By: The Washington Post , Ann E. Marimow//November 8, 2019

Appeals court to review order to release Mueller grand jury material to Congress

By: The Washington Post , Ann E. Marimow//November 8, 2019

WASHINGTON – A federal appeals court in Washington, D.C., will consider next week whether the Justice Department must release to Congress certain grand jury materials from former Special Counsel Robert Mueller’s investigation.

The U.S. Court of Appeals for the D.C. Circuit announced Thursday that it would hold oral argument Nov. 12 to review a ruling from last month that requires disclosure of the secret material the House Judiciary Committee is seeking in its impeachment inquiry into President Donald Trump.

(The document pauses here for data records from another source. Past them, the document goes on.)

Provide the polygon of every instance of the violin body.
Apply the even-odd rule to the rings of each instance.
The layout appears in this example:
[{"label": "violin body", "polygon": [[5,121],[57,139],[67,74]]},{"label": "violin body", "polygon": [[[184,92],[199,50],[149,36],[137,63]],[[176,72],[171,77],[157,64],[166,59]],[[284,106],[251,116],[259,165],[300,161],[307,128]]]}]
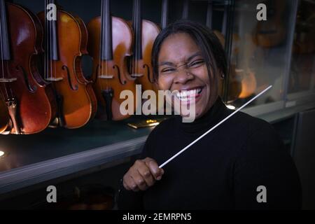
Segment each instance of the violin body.
[{"label": "violin body", "polygon": [[8,2],[6,6],[10,59],[0,66],[1,92],[13,124],[10,132],[34,134],[48,126],[56,111],[51,89],[36,66],[43,51],[42,27],[30,11]]},{"label": "violin body", "polygon": [[[88,51],[93,58],[93,88],[99,105],[97,118],[102,120],[120,120],[130,116],[120,113],[120,104],[125,100],[120,98],[122,91],[127,90],[133,93],[134,110],[136,108],[134,78],[129,74],[127,62],[132,47],[132,31],[125,20],[112,16],[110,31],[112,44],[103,48],[109,48],[110,50],[112,50],[113,57],[111,59],[103,59],[100,58],[99,53],[102,25],[101,17],[92,20],[88,24],[90,40]],[[112,97],[108,100],[104,96],[104,91],[106,90],[112,92]],[[107,107],[109,107],[111,111],[106,111]],[[111,116],[108,116],[109,113],[111,114]]]},{"label": "violin body", "polygon": [[[59,125],[78,128],[88,123],[97,110],[92,81],[85,78],[81,67],[81,56],[88,53],[88,31],[78,17],[59,9],[57,16],[59,59],[46,62],[50,64],[47,75],[52,80],[57,99]],[[45,13],[38,17],[45,26]]]},{"label": "violin body", "polygon": [[153,80],[151,65],[151,53],[154,41],[160,32],[160,27],[153,22],[142,20],[141,49],[142,58],[135,59],[132,63],[132,75],[136,77],[136,83],[141,84],[142,90],[158,92],[158,86]]},{"label": "violin body", "polygon": [[10,118],[8,107],[4,101],[0,99],[0,134],[3,133],[8,128]]}]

In her ruling last month, Judge Beryl Howell, chief of the U.S. District Court in Washington, found the House was legally engaged in a judicial process that exempts Congress from grand jury secrecy rules.

The Justice Department, which opposes release of the information, quickly appealed.

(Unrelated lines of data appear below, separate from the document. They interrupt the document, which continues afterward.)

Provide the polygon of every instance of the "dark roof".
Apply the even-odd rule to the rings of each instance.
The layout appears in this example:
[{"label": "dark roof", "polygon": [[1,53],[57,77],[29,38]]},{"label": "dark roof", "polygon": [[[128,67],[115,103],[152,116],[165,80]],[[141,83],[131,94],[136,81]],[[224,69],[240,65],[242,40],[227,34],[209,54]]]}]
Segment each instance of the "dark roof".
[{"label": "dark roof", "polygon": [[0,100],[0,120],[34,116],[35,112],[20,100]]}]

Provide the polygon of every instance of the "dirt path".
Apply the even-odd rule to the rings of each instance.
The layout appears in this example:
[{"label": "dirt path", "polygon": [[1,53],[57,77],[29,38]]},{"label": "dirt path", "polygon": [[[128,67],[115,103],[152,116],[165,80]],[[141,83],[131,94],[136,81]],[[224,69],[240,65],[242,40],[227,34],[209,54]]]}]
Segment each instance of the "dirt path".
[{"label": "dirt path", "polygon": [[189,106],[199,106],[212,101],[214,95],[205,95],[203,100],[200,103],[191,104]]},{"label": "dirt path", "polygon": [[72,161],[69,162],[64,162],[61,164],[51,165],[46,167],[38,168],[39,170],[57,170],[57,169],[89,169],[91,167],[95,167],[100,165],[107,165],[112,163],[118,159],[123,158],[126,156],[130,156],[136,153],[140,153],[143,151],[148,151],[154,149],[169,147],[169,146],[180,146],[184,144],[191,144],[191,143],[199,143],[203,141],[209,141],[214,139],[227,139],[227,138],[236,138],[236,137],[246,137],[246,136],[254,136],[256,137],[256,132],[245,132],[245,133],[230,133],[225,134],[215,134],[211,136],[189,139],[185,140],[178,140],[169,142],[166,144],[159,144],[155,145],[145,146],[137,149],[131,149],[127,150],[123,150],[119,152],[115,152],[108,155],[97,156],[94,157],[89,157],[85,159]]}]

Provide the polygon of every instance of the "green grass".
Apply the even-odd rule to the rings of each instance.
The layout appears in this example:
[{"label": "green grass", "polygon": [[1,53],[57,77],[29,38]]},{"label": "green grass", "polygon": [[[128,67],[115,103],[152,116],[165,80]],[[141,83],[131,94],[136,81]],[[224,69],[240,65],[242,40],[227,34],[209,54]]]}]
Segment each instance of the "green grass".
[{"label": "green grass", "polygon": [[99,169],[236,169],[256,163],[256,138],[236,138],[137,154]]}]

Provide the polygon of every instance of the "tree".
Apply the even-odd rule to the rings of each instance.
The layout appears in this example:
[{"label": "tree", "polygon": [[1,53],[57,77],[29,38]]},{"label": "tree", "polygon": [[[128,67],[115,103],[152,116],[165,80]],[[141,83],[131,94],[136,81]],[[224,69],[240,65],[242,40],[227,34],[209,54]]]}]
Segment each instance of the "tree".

The three-judge panel reviewing Howell’s decision next week is made up of judges Thomas Griffith, Neomi Rao and Judith Rogers.

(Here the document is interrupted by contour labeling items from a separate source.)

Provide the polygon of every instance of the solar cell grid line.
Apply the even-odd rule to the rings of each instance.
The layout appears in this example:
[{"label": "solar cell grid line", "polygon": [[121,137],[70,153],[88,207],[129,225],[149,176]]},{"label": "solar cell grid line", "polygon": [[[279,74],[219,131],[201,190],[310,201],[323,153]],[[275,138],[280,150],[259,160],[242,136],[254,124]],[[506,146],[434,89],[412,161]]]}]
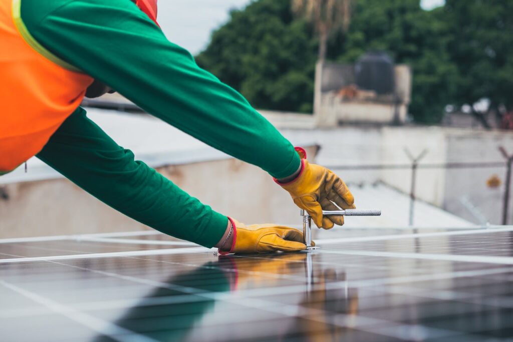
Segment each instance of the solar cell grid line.
[{"label": "solar cell grid line", "polygon": [[[0,280],[0,285],[14,291],[36,303],[44,305],[50,310],[59,313],[64,317],[82,324],[102,335],[109,336],[114,340],[142,341],[142,342],[155,342],[155,340],[134,333],[124,328],[119,327],[108,322],[103,321],[96,317],[74,310],[67,306],[48,300],[33,292],[24,290],[18,286],[9,284]],[[119,338],[117,335],[125,335],[123,338]],[[126,335],[130,336],[128,337]]]},{"label": "solar cell grid line", "polygon": [[[480,239],[481,237],[481,236],[471,235],[479,236]],[[437,244],[440,244],[441,240],[439,239],[445,239],[444,241],[448,241],[450,244],[447,246],[449,247],[452,246],[453,248],[444,247],[439,249],[437,252],[442,251],[450,255],[457,253],[460,250],[464,252],[466,250],[468,251],[467,256],[472,256],[477,258],[476,260],[478,261],[482,261],[483,259],[479,255],[474,255],[477,252],[477,249],[473,247],[476,245],[479,244],[478,242],[479,240],[472,241],[471,235],[468,236],[442,235],[437,237],[426,237],[417,240],[420,242],[421,245],[425,245],[427,248],[426,250],[429,251],[429,249],[432,249]],[[490,244],[493,244],[496,241],[508,241],[500,234],[496,235],[495,233],[491,233],[483,236],[485,237],[484,240],[489,242]],[[499,237],[495,238],[496,236]],[[391,250],[389,250],[393,251],[392,252],[394,253],[397,250],[401,250],[404,248],[405,245],[410,244],[411,241],[408,239],[402,239],[402,242],[392,239],[386,241],[388,241],[387,242],[388,244],[388,247],[391,248]],[[324,326],[333,327],[331,331],[340,333],[342,334],[341,336],[348,336],[349,335],[347,334],[350,333],[353,334],[354,336],[360,334],[358,336],[360,337],[365,336],[367,338],[367,339],[359,340],[420,340],[421,339],[424,340],[436,338],[451,341],[490,340],[492,339],[496,339],[497,340],[506,340],[505,339],[506,334],[507,333],[508,329],[510,329],[510,323],[505,320],[505,317],[507,317],[507,311],[504,310],[508,308],[507,306],[505,303],[504,305],[497,305],[497,300],[492,303],[487,303],[484,299],[489,297],[492,300],[496,299],[498,296],[499,298],[501,296],[507,298],[508,295],[511,294],[510,290],[508,288],[507,280],[508,274],[511,274],[513,272],[513,268],[510,266],[505,267],[506,265],[502,264],[490,264],[487,266],[482,263],[469,261],[463,262],[439,260],[421,260],[415,262],[415,264],[412,264],[411,262],[415,260],[414,258],[398,258],[397,255],[393,256],[390,255],[389,258],[384,259],[379,255],[362,255],[353,252],[354,251],[361,252],[361,249],[359,250],[356,248],[361,247],[362,244],[364,246],[369,248],[371,247],[373,250],[375,249],[380,251],[384,247],[384,242],[385,241],[375,241],[371,244],[362,242],[360,245],[358,243],[353,245],[343,243],[340,246],[332,245],[331,246],[336,249],[345,249],[352,246],[351,248],[354,248],[355,249],[348,251],[350,253],[344,255],[319,253],[314,255],[316,258],[314,259],[313,264],[319,270],[329,271],[329,269],[332,268],[338,270],[343,269],[344,272],[347,273],[347,276],[344,277],[344,281],[340,281],[340,279],[332,280],[332,281],[330,281],[325,284],[323,284],[323,291],[327,291],[326,295],[328,295],[328,297],[326,297],[326,300],[329,298],[329,295],[333,295],[333,293],[344,293],[343,291],[344,286],[348,282],[350,284],[351,288],[357,289],[361,291],[362,294],[359,295],[358,297],[359,299],[356,302],[357,305],[359,306],[359,311],[352,314],[347,314],[347,312],[341,314],[340,311],[337,311],[338,309],[336,307],[329,306],[328,304],[329,302],[325,302],[326,300],[321,299],[321,297],[318,296],[316,297],[316,295],[318,296],[319,294],[318,289],[310,294],[309,302],[297,302],[300,300],[304,300],[304,298],[301,300],[305,294],[305,287],[304,280],[302,278],[303,274],[304,274],[304,271],[302,269],[301,262],[293,259],[288,261],[288,263],[279,262],[279,258],[277,255],[232,256],[232,259],[243,260],[243,262],[238,263],[241,271],[239,272],[241,276],[247,276],[253,280],[260,279],[261,281],[266,279],[269,280],[256,284],[250,283],[253,284],[251,286],[243,287],[235,292],[228,291],[224,293],[219,293],[211,291],[205,291],[205,289],[203,289],[203,292],[200,293],[205,295],[203,296],[205,299],[210,297],[209,300],[211,300],[219,304],[218,306],[219,305],[221,306],[215,309],[215,312],[224,315],[223,316],[226,318],[227,324],[236,323],[237,325],[240,326],[248,326],[245,323],[247,322],[246,320],[247,319],[249,319],[249,316],[245,315],[247,314],[247,312],[251,311],[258,313],[258,314],[256,313],[255,314],[254,325],[259,328],[262,327],[262,331],[259,329],[252,335],[247,332],[240,333],[234,337],[233,339],[235,340],[238,338],[248,339],[252,337],[262,340],[273,340],[273,339],[278,336],[275,334],[278,331],[277,328],[278,326],[283,326],[283,324],[286,325],[288,323],[294,322],[301,323],[299,324],[293,333],[291,332],[291,334],[282,335],[282,337],[285,336],[283,340],[289,340],[289,339],[292,340],[298,338],[302,339],[301,336],[308,335],[309,334],[320,334],[319,336],[326,335],[327,338],[332,337],[334,335],[330,335],[327,332],[330,330],[324,330],[324,328],[320,328]],[[490,248],[490,250],[492,249]],[[386,251],[387,250],[383,250]],[[426,250],[421,249],[416,251],[421,253],[425,252]],[[18,284],[25,284],[34,293],[43,291],[44,292],[42,293],[43,295],[49,295],[50,296],[49,297],[53,298],[53,300],[56,300],[57,302],[60,302],[62,300],[65,300],[65,298],[72,298],[74,291],[80,291],[81,288],[86,288],[81,287],[81,283],[77,283],[77,286],[74,288],[72,287],[68,290],[64,289],[67,286],[67,284],[73,284],[73,276],[76,276],[76,274],[64,270],[69,269],[70,265],[91,270],[90,271],[82,270],[87,273],[83,274],[81,277],[85,275],[86,279],[91,276],[90,275],[86,275],[86,274],[90,274],[91,271],[99,271],[94,272],[96,275],[93,279],[96,280],[95,281],[100,282],[96,285],[96,289],[99,290],[102,289],[102,286],[106,286],[108,287],[105,288],[105,290],[108,289],[108,292],[113,294],[115,293],[115,287],[121,285],[124,282],[125,283],[124,287],[126,287],[127,284],[125,281],[127,280],[126,277],[129,277],[132,280],[138,280],[135,282],[140,284],[142,286],[144,285],[146,288],[157,288],[158,286],[156,284],[159,284],[158,274],[162,272],[174,272],[171,270],[175,268],[187,270],[199,269],[202,272],[216,270],[224,271],[226,273],[234,273],[233,272],[234,269],[229,264],[218,264],[215,267],[202,267],[202,262],[211,260],[212,258],[211,252],[208,249],[202,248],[198,251],[176,252],[168,255],[155,254],[154,256],[143,255],[134,257],[133,255],[124,255],[123,254],[116,253],[106,258],[85,258],[63,260],[62,261],[62,262],[58,263],[38,261],[36,263],[28,262],[24,264],[24,269],[27,272],[30,269],[41,269],[43,267],[43,268],[48,268],[48,271],[54,272],[49,273],[50,274],[58,274],[55,272],[63,272],[63,275],[68,275],[69,277],[67,278],[68,280],[64,280],[62,284],[61,288],[64,292],[59,288],[56,289],[54,291],[49,291],[47,287],[39,288],[37,287],[39,282],[37,279],[34,279],[32,282],[30,281],[25,282],[24,280],[25,279],[30,280],[30,274],[21,277],[17,275],[15,273],[15,270],[19,269],[18,267],[21,266],[21,265],[18,266],[16,264],[6,264],[0,266],[0,277],[4,278],[4,276],[9,276],[9,274],[12,274],[12,276],[9,279],[15,280]],[[265,266],[260,268],[254,268],[255,263],[265,261],[265,260],[270,262],[275,260],[279,264],[291,264],[291,266],[288,267],[291,273],[287,273],[287,276],[285,277],[280,276],[279,275],[283,273],[283,269],[280,268],[281,266],[276,267],[275,265],[273,265],[272,267]],[[157,264],[169,264],[169,267],[157,267]],[[60,268],[53,269],[52,271],[52,269],[44,266],[48,264],[54,265]],[[150,266],[151,265],[153,266]],[[415,265],[416,266],[412,268],[410,265]],[[403,268],[405,265],[406,265],[406,267],[409,268]],[[12,270],[12,272],[6,272],[9,269]],[[45,274],[44,270],[41,269],[41,271],[38,273],[40,275],[38,276],[40,279],[43,279],[48,275]],[[117,276],[110,277],[117,280],[113,283],[111,281],[107,281],[106,277],[108,276],[105,273],[102,273],[102,272],[117,274]],[[302,272],[303,273],[301,273]],[[181,284],[188,284],[188,287],[186,287],[187,288],[196,290],[199,289],[198,286],[211,287],[218,284],[217,277],[215,274],[211,272],[207,273],[208,274],[203,274],[199,277],[188,277],[185,280],[186,281],[185,283]],[[268,274],[270,276],[266,276],[266,274]],[[273,274],[274,276],[272,276]],[[322,280],[319,274],[315,275],[315,279],[318,283],[320,280]],[[445,281],[446,280],[449,281]],[[83,281],[83,280],[82,282]],[[506,284],[503,284],[505,281],[506,282]],[[160,283],[162,283],[162,282],[160,281]],[[87,288],[90,288],[90,285],[88,282],[83,284]],[[167,284],[166,287],[169,287],[170,289],[173,288],[174,291],[180,292],[181,290],[183,289],[172,286],[170,286],[170,284],[167,283],[164,284]],[[91,283],[90,284],[93,285],[93,287],[91,288],[92,291],[82,292],[83,294],[86,295],[83,298],[84,300],[94,299],[94,293],[98,293],[94,287],[94,283]],[[412,284],[418,287],[420,289],[408,290],[408,287],[411,288]],[[49,281],[44,286],[47,287],[51,285],[52,281]],[[396,288],[394,289],[391,287],[393,286],[396,286]],[[401,293],[400,286],[403,287],[402,293]],[[129,290],[130,288],[129,287],[127,289]],[[430,292],[432,293],[431,297],[435,297],[426,298],[425,296],[423,296],[423,289],[425,289],[426,294],[429,294]],[[459,293],[460,295],[458,297],[454,297],[455,296],[451,297],[449,290],[451,291],[451,293],[453,294]],[[374,291],[376,293],[372,294],[372,291]],[[107,293],[105,290],[103,292]],[[115,300],[112,301],[111,303],[113,305],[115,303],[115,305],[121,307],[122,309],[126,310],[126,314],[129,316],[134,313],[132,309],[141,307],[147,308],[145,310],[137,311],[139,316],[136,315],[125,317],[124,315],[121,316],[121,321],[117,319],[113,321],[115,322],[116,324],[120,324],[122,327],[126,327],[120,323],[124,318],[128,319],[127,322],[136,323],[134,326],[137,326],[137,325],[140,325],[140,323],[143,322],[153,322],[156,325],[155,327],[165,326],[165,321],[163,321],[164,316],[162,315],[165,315],[166,310],[169,310],[169,308],[180,305],[178,303],[179,301],[175,301],[172,297],[169,296],[166,299],[165,297],[159,298],[158,301],[155,298],[154,302],[151,303],[153,300],[150,300],[149,298],[146,298],[147,301],[146,302],[144,298],[138,301],[137,298],[133,298],[130,295],[130,293],[136,292],[130,290],[125,292],[117,292],[120,295],[115,297],[114,299]],[[330,295],[330,293],[331,294]],[[380,295],[380,293],[383,295]],[[462,294],[462,293],[465,294]],[[366,295],[364,295],[363,294],[365,294]],[[468,294],[469,295],[467,296],[466,294]],[[196,294],[193,293],[188,295],[189,295],[193,297]],[[493,298],[491,297],[492,294],[495,295]],[[96,297],[96,303],[99,304],[100,302],[97,299]],[[172,304],[166,305],[165,302],[166,300],[170,301]],[[160,305],[164,306],[160,309],[155,306],[159,305],[159,301],[160,301]],[[173,301],[175,301],[174,303]],[[200,303],[202,302],[201,301],[199,300],[199,301]],[[184,304],[189,305],[193,302],[194,301],[186,299],[184,301]],[[284,302],[284,304],[283,303]],[[354,304],[354,302],[353,303]],[[452,306],[449,308],[450,310],[444,310],[438,309],[439,307],[442,308],[444,305],[451,305],[451,303]],[[119,312],[119,310],[112,311],[112,310],[109,310],[106,306],[107,304],[108,303],[106,303],[106,306],[103,308],[94,307],[93,305],[88,307],[88,303],[83,301],[82,303],[73,303],[70,305],[72,305],[72,307],[75,310],[86,311],[89,314],[91,314],[89,312],[90,311],[93,312],[95,316],[110,322],[112,319],[111,315],[113,314],[110,313],[111,311]],[[246,305],[242,306],[246,307],[246,310],[249,310],[249,311],[239,311],[243,309],[238,309],[235,311],[231,312],[230,307],[227,306],[230,305],[241,306],[241,304],[245,304]],[[492,305],[489,304],[496,305]],[[474,306],[469,306],[469,305]],[[312,305],[313,306],[312,307]],[[418,314],[415,316],[417,320],[412,318],[410,319],[411,317],[407,314],[408,310],[412,308],[420,310],[418,311]],[[27,309],[29,309],[29,308]],[[273,316],[275,317],[274,320],[266,319],[265,314],[261,311],[257,311],[266,310],[269,313],[269,314],[272,313],[276,315]],[[294,310],[296,310],[295,313],[294,313]],[[37,315],[36,316],[38,317],[42,315],[41,312],[39,309],[34,309],[33,313],[38,314],[39,316]],[[287,315],[286,314],[287,313],[293,314]],[[2,314],[4,317],[9,317],[8,313],[7,312],[3,312],[0,310],[0,318],[3,317]],[[18,317],[23,318],[23,311],[18,311]],[[393,314],[391,315],[390,313]],[[496,322],[495,333],[488,331],[490,329],[490,327],[493,327],[488,324],[475,325],[474,327],[458,325],[460,324],[461,317],[465,315],[471,318],[472,317],[485,317],[489,314],[492,314],[494,316],[499,315],[500,317],[503,317],[502,320]],[[203,319],[201,324],[198,326],[198,329],[193,331],[193,334],[191,336],[199,337],[200,338],[197,340],[207,340],[208,337],[211,337],[211,335],[210,336],[206,335],[207,331],[211,334],[213,330],[217,331],[218,329],[221,330],[223,328],[226,329],[226,326],[218,327],[216,325],[222,324],[222,319],[220,320],[219,316],[216,318],[211,316],[207,314],[207,318]],[[315,318],[312,318],[312,316],[315,316]],[[177,319],[179,316],[175,315],[173,317]],[[282,317],[283,318],[280,318]],[[408,319],[410,320],[408,320]],[[444,323],[444,320],[453,322],[456,325],[448,326]],[[314,323],[316,327],[311,327],[308,322]],[[0,326],[1,325],[0,324]],[[263,328],[266,326],[272,327],[270,332],[267,333],[264,330]],[[135,330],[137,330],[137,329]],[[194,334],[194,331],[196,335]],[[144,335],[150,338],[165,336],[165,334],[157,334],[155,332],[143,332],[138,330],[137,332],[142,333]],[[159,333],[164,333],[161,332]],[[364,335],[366,333],[367,334]],[[369,336],[372,337],[369,337]],[[370,339],[368,339],[369,338]],[[156,339],[160,339],[158,338]]]},{"label": "solar cell grid line", "polygon": [[[61,264],[60,263],[56,263]],[[134,277],[128,276],[126,275],[120,275],[116,273],[110,273],[110,272],[105,272],[102,271],[98,271],[96,270],[92,270],[90,269],[87,269],[85,268],[79,267],[78,266],[71,266],[67,264],[63,264],[63,265],[73,267],[80,268],[84,270],[87,270],[89,271],[98,272],[103,274],[106,275],[114,276],[115,277],[121,277],[124,280],[128,280],[130,281],[135,281],[135,282],[142,282],[143,283],[147,283],[148,281],[142,280]],[[205,296],[207,298],[210,298],[210,293],[208,292],[197,292],[197,289],[194,288],[187,288],[184,287],[180,286],[177,286],[175,285],[171,284],[159,284],[157,283],[153,283],[154,285],[158,287],[170,287],[172,289],[176,289],[178,291],[183,291],[185,293],[193,293],[196,295],[200,296]],[[322,313],[322,311],[317,310],[312,310],[311,309],[308,309],[305,311],[305,312],[303,312],[304,310],[304,308],[301,307],[297,307],[291,305],[281,305],[279,308],[275,308],[273,306],[269,306],[272,305],[272,303],[268,303],[267,301],[262,300],[262,299],[249,299],[248,298],[246,298],[243,302],[240,302],[236,301],[236,299],[230,299],[228,297],[221,297],[218,298],[220,300],[223,301],[227,301],[230,302],[230,301],[232,301],[234,303],[238,303],[239,304],[242,304],[245,306],[247,306],[253,309],[262,309],[265,311],[270,311],[271,312],[275,312],[278,313],[280,313],[282,314],[284,314],[285,315],[292,315],[293,317],[297,317],[298,315],[302,316],[305,316],[309,320],[313,320],[315,321],[319,322],[321,323],[327,323],[325,322],[324,319],[319,318],[320,315]],[[356,317],[356,315],[353,315],[352,318]],[[329,322],[329,324],[337,325],[341,327],[347,327],[347,324],[346,323],[345,320],[347,318],[346,315],[341,315],[340,314],[337,314],[335,315],[336,320],[334,322]],[[432,336],[435,337],[441,337],[441,336],[452,336],[455,335],[458,335],[458,333],[455,331],[452,331],[444,329],[433,329],[429,328],[428,327],[423,327],[421,326],[416,325],[413,326],[410,326],[408,325],[397,325],[399,326],[399,331],[400,333],[398,333],[398,329],[393,329],[390,330],[388,333],[385,333],[385,331],[382,330],[374,330],[373,329],[366,329],[366,325],[368,324],[370,325],[374,325],[377,324],[387,324],[389,325],[390,322],[387,320],[376,320],[374,319],[369,318],[366,317],[358,316],[359,322],[361,322],[358,328],[360,330],[363,331],[367,331],[368,332],[371,332],[373,333],[378,333],[380,335],[384,335],[385,336],[388,336],[389,337],[397,337],[399,338],[404,338],[406,339],[410,339],[412,336],[415,335],[417,333],[417,330],[419,329],[422,329],[426,333],[429,332],[429,333]],[[337,318],[339,319],[339,320],[336,320]]]},{"label": "solar cell grid line", "polygon": [[146,236],[148,235],[161,235],[163,233],[156,230],[139,230],[136,231],[123,231],[109,233],[92,233],[91,234],[55,235],[27,238],[9,238],[0,239],[0,244],[11,243],[13,242],[33,242],[41,241],[57,241],[61,240],[79,240],[82,237],[129,237],[132,236]]}]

The exact date for the argument was thrown into flux Thursday night after House lawyers asked the court for a one or two-day delay. The lawyers will be in San Francisco, they told the court, for a different appeals court argument over the president’s border wall spending.

The fast-moving case is one of several clashes between Congress and the Trump administration over access to documents and witnesses related to the House investigation of the president.

The Judiciary Committee went to court in July seeking an order for the release of redacted portions of Mueller’s 448-page final report on the investigation into Russian interference in the 2016 presidential election, as well as grand jury materials cited or referenced by the report.

In her 75-page opinion, Howell said the committee and the House, in determining whether to recommend articles of impeachment, are serving like a grand jury.

“In carrying out the weighty constitutional duty of determining whether impeachment of the president is warranted, Congress need not redo the nearly two years of effort spent on the special counsel’s investigation, nor risk being misled by witnesses who may have provided information to the grand jury and the special counsel that varies from what they tell” the House, Howell wrote.